She decides not to kill our Trumpian villain and later finds herself at a campaign rally that is grabbed straight from reality. This is where I start to lose interest in the villain, which might stem from me actually covering real politics in real life. 

The character is painted as an egotistically, temperamental blowhard that is urging people to take back what is theirs and to "Make the float glorious again." Not trying to hate, just feel that alienating readers whether you agree with them or not isn't the best option; that's what a Twitter account is for. 

Still, Jordan and Ryan have built the foundation on innovative, different artwork and a super interesting and well-executed main character. There is a lot of room here to grow. Jordan writes at the end of the issue's pages that the idea for this book stems from a joke between himself and Nikki Ryan. 

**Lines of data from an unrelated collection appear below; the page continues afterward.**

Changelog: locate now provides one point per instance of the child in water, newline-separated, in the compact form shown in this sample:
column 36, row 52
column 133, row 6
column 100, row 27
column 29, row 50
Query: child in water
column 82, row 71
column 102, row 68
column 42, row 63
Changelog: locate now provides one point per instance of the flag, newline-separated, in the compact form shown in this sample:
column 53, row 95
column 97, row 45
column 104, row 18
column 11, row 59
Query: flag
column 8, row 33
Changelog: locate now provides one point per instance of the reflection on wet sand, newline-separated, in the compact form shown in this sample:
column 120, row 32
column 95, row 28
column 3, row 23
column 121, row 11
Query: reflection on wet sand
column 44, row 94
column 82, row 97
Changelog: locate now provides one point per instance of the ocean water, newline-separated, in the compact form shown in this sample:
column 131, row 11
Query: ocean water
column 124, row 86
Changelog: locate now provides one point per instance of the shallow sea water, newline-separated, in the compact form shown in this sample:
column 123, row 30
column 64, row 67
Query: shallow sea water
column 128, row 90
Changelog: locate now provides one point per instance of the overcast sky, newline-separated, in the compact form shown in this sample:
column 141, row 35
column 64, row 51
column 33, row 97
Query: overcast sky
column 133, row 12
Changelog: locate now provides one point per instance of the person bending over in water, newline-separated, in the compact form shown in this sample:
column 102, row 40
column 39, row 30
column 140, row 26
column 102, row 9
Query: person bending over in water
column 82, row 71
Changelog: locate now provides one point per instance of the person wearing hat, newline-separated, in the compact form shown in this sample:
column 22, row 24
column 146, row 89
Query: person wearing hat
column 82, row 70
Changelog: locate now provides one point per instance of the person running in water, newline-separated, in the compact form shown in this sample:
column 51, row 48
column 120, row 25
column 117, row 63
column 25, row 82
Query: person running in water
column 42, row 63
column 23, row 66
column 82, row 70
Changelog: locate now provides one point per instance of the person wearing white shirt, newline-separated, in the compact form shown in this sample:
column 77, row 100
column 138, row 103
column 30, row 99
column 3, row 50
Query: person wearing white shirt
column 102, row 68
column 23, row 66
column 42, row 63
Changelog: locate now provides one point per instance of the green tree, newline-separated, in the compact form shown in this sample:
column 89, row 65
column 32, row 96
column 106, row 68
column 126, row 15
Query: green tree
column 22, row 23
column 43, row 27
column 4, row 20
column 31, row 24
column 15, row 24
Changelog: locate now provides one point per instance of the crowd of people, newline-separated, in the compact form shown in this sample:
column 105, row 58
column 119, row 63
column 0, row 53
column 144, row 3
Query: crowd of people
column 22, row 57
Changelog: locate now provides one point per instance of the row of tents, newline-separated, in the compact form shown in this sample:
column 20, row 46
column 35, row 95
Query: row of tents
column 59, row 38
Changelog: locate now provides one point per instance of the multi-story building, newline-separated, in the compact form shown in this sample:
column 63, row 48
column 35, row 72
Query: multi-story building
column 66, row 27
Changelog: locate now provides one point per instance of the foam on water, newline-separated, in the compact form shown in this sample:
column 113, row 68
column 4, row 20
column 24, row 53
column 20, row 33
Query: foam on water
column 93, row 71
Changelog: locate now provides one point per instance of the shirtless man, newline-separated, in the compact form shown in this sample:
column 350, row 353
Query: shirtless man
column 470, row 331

"Nikki's cousin was jetting around Europe for what I would consider to be extremely vague reasons," he writes of The Family Trade's origins. "Given that Nikki's cousin is one of the nicest people I've ever met, I reached the obvious conclusion that she was in fact an international assassin." 

Rating: 8/10 Red watermarked noses

Any debut issue with an interesting setting and a witty, self-aware, badass female lead character is going to reel me in. The Trumpian main character will justifiably push some away, but Jordan and Ryan have built the foundation for a solid, solid series in The Family Trade.